Plaintiffs’ Local Patent Rule 3.2(b) Document Production Sufficient to Support an “Invention Date” Predating a Disclosed “Priority Date”

Applying the plain language of the District of New Jersey’s Local Patent Rules, Chief Judge Wolfson recently ruled in Mitsubishi Tanabe Pharma Corp. v. Sandoz Inc., that the plaintiffs were not precluded from asserting an “invention date” derived from their Local Patent Rule 3.2(b) disclosures that differed from the “priority date” expressly disclosed in their Local Patent Rule 3.1(f) contention disclosures.

Local Patent Rule 3.1(f) requires that infringement contentions disclose, “[f]or any patent that claims priority to an earlier application, the priority date to which asserted claim is allegedly entitled.” Local Patent Rule 3.2 governs the document production that must accompany Local Patent Rule 3.1 disclosures and Local Patent Rule 3.2(b) requires the production of “[a]ll documents evidencing the conception, reduction to practice, design, and development of each claimed invention, which were created on or before the date of application for the patent in suit or the priority date identified pursuant to L. Pat. R. 3.1(f), whichever is earlier.” An “invention date” and a “priority date” have distinct meanings in patent law.
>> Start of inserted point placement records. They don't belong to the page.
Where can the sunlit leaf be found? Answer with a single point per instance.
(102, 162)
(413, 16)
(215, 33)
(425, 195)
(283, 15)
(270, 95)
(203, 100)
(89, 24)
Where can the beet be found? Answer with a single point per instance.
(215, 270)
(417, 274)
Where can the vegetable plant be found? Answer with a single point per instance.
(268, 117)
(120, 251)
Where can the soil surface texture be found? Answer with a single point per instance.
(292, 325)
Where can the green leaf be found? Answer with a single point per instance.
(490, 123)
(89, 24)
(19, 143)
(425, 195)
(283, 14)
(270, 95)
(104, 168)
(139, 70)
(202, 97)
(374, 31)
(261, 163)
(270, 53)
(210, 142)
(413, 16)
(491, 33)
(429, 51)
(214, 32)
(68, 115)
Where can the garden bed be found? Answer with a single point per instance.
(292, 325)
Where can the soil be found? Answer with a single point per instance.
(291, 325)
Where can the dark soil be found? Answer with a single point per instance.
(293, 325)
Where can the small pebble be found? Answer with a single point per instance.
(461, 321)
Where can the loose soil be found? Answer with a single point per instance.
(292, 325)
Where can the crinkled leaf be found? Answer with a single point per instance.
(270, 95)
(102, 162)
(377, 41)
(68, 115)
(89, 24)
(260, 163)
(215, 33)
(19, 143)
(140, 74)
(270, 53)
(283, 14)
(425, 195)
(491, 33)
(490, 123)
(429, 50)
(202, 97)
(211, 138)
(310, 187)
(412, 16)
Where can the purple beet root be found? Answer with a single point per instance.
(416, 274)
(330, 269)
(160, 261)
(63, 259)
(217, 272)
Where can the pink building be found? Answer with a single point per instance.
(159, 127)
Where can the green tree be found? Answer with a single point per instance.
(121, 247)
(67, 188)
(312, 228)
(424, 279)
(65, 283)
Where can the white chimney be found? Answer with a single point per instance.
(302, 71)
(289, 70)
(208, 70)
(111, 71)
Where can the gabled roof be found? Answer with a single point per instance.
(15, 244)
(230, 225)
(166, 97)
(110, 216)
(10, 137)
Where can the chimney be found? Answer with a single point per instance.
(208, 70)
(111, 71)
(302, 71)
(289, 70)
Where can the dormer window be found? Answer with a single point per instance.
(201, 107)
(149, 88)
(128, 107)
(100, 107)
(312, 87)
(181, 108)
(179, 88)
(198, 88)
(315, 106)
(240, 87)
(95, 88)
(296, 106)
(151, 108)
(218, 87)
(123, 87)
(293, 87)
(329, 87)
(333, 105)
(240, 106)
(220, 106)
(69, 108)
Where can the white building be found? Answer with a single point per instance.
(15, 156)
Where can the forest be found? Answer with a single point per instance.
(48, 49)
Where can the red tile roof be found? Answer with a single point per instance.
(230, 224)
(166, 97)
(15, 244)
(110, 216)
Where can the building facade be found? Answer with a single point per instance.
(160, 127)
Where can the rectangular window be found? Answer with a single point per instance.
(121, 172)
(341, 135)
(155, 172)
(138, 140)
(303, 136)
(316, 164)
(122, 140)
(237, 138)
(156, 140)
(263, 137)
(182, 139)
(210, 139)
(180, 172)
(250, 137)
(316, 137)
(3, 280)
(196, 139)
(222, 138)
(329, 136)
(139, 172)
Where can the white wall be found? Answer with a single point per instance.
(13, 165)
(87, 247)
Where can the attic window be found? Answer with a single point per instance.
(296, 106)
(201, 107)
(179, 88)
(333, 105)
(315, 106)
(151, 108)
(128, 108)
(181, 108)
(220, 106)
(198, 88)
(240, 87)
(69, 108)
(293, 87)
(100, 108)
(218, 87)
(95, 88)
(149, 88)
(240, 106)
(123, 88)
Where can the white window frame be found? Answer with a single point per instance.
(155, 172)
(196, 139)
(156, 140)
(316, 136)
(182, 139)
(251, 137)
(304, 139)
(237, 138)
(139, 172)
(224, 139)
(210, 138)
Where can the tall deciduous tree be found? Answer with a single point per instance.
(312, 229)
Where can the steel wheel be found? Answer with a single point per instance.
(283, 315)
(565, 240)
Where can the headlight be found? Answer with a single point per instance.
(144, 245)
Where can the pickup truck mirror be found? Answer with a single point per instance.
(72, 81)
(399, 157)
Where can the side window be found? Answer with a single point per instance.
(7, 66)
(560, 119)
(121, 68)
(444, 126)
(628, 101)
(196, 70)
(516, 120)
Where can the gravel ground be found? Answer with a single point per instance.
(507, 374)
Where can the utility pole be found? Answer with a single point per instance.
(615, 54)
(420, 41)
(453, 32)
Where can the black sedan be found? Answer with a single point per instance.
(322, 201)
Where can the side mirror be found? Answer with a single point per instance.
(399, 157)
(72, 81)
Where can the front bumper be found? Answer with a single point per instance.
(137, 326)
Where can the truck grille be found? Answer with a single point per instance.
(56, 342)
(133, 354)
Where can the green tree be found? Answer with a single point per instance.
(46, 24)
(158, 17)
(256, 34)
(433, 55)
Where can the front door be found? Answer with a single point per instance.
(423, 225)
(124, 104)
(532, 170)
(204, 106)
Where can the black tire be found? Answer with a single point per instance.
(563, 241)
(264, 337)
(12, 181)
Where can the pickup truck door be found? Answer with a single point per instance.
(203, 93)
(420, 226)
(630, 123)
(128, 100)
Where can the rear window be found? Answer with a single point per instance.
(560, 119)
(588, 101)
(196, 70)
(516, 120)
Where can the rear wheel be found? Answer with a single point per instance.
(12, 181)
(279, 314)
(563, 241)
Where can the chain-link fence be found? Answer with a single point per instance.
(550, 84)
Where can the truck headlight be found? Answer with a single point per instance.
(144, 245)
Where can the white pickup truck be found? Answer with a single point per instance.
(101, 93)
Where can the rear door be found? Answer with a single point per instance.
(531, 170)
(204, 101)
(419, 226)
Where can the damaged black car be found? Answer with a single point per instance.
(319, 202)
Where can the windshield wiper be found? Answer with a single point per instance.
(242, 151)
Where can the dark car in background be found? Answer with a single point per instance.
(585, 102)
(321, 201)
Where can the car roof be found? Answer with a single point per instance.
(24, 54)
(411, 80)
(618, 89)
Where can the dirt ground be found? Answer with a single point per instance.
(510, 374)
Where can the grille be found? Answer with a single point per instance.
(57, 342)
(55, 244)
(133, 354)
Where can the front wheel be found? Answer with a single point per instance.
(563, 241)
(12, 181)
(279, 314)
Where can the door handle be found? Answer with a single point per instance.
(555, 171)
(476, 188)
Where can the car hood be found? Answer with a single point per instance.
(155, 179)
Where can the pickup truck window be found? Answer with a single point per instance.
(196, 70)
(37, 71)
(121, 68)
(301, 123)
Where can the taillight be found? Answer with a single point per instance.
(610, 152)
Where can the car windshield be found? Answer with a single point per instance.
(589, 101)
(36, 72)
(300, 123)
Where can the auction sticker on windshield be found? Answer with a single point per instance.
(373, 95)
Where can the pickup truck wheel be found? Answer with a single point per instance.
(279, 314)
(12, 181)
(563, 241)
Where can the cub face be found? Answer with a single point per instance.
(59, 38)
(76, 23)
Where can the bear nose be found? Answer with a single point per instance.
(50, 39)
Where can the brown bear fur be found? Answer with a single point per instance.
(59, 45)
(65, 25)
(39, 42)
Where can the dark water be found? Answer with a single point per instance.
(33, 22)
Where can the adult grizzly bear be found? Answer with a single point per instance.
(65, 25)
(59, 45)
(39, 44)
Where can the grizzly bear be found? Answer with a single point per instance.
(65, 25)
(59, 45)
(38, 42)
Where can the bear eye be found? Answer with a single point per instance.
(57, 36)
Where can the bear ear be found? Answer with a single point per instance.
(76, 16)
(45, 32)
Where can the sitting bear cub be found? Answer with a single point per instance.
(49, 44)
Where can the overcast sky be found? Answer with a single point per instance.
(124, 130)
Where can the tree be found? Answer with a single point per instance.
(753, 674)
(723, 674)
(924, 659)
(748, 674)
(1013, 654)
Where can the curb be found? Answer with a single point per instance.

An “invention date” is the date when the inventor conceived the invention and reduced it to practice and the “priority date” is the filing date of the earliest patent application to which the patents-in-suit are entitled.

The plaintiffs’ Local Patent Rule 3.1(f) infringement contentions disclosed a priority date of “no later than July 30, 2004” and “reserve[d] the right to establish an earlier date of invention based on documents being produced contemporaneously.” The plaintiffs’ Local Patent Rule 3.2(b) document production included documents that evidenced a conception date predating the Local Patent Rule 3.1(f) priority date. Defendant Zydus Pharmaceuticals Inc. (“Zydus”) argued in its in limine motion that the plaintiffs were required to disclose earlier invention dates in their Infringement Contentions and should be precluded from asserting an earlier date at trial.

The plaintiffs argued, and the court agreed, that they complied with the plain language of both Local Patent Rule 3.1(f) and 3.2(b) because “in their June 2018 Infringement contention, Plaintiffs identified a priority date (thereby satisfying 3.1(f)) and produced documents evidencing an invention date that occurred ‘before’ that priority date (thereby satisfying 3.2(b)).”

The court also noted that Zydus should have sought discovery and not waited until the eve of trial to raise the issue because it had been on notice of the plaintiffs’ intention to assert an earlier invention date based on the plaintiffs’ expert reports and inventor deposition testimony.

Gibbons P.C. will continue to monitor and report developments in the interpretation and application of the District of New Jersey’s Local Patent Rules.